The Allman Brothers Band – Final Note (Allman Brothers Band)
Recorded a dozen days before Duane Allman was killed in motorcycle accident on Oct. 29, 1971, this concert at Painters Mill Music Fair in Owings Mill, MD, was recorded by journalist Sam Idas who was there to interview brother Gregg after the show.
The Budos Band – Long In the Tooth (Daptone)
The Staten Island-based Afro-soul big band returns with the follow-up to last year’s The Budos Band V. Once described as sounding as if Quentin Tarantino was the music supervisor for a Bond film, Budos provides plenty of that vibe and more on this platter of psychedelic-soaked instrumentals.
Josh Groban – Harmony (Reprise)
Groban goes back to basics with this collection of mostly covers that include interpretations of “I Can’t Make You Love Me,” “Impossible Dream” and a duet with Sara Bareilles on the Joni Mitchell classic “Both Sides Now.”
Blue Oyster Cult – The Symbol Remains (Frontiers Records)
The first album since 2001’s Curse of the Hidden Mirror, the fifteenth BOC studio album marks the recording debut by long-time members Jules Radino and Richie Castellano.

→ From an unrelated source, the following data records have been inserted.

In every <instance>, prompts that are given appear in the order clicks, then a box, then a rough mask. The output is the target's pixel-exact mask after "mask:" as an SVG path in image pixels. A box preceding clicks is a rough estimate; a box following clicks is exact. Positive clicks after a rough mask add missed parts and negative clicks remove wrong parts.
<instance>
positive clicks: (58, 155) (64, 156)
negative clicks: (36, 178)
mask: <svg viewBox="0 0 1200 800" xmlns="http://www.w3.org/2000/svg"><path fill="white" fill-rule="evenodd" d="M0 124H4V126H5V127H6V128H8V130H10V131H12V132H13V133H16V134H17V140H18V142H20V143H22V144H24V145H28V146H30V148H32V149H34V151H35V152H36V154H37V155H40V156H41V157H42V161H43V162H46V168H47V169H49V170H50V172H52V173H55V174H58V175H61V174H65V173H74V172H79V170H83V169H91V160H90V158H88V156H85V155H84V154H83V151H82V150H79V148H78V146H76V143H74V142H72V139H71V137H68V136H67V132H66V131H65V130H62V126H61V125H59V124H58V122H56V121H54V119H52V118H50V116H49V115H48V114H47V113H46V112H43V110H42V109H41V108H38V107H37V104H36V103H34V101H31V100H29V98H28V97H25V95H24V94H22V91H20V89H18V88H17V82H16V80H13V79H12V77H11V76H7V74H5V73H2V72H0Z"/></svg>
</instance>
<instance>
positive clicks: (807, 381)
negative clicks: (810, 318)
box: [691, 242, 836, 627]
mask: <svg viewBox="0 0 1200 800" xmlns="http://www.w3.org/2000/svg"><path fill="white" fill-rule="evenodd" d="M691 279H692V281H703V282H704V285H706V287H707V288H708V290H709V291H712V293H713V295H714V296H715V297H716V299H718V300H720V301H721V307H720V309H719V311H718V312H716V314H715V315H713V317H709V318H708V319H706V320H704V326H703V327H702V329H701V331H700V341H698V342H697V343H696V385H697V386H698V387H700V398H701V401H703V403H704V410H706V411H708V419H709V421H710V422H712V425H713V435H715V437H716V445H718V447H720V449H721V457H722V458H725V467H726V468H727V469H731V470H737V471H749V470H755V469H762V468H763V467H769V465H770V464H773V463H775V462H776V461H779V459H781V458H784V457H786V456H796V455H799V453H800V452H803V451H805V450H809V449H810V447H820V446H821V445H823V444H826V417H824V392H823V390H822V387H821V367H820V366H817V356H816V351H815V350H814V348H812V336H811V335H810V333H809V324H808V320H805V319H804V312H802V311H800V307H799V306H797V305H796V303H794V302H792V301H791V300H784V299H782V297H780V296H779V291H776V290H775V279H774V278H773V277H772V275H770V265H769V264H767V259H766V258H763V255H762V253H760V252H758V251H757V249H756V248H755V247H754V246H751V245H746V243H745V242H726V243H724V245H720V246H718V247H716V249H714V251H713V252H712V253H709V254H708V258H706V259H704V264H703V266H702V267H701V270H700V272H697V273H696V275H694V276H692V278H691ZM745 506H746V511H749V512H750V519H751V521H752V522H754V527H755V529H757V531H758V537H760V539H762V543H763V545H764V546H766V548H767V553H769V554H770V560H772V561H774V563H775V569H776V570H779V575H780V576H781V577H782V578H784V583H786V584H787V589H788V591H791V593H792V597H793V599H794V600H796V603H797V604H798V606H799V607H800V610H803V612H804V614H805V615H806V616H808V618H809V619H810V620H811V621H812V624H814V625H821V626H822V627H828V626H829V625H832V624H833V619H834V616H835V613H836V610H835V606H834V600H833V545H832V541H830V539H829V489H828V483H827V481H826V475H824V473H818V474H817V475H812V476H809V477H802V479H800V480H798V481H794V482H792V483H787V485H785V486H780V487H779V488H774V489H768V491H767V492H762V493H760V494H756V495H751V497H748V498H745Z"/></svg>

Seth MacFarlane – Great Songs From Stage and Screen (Decca/Republic)
A major fan of the Great American Songbook, MacFarlane once again dives into these depths aided by members of the John Wilson Orchestra. The result is MacFarlane delving into manna by the likes of Henry Mancini, Rodgers & Hammerstein, Lerner and Loewe, Cahn and Van Heusen, Jerry Herman and Cole Porter.
Neil Young – Return to Greendale (Warner Records)
Don’t ever let it be said that this pandemic slowed Neil Young down. This live album consists of material recorded with Crazy Horse while touring in 2003 to promote the album Greendale and follows on the heels of The Times EP and Homegrown, which consists of material originally recorded between the release of 1974’s On the Beach and 1975’s Zuma.
Kylie Minogue – Disco (BMG)
For her fourteenth studio album, the latest creative pitstop by Australian pop star Minogue finds her looking to 1970s and 1980s disco for inspiration and fusing it with modern-day electronic dance music.
Sam Smith – Love Goes (Capitol)
The third album by this English singer-songwriter, Smith describes it as his “first proper heartbreak album.” Expect fewer ballads and plenty of poppier tracks.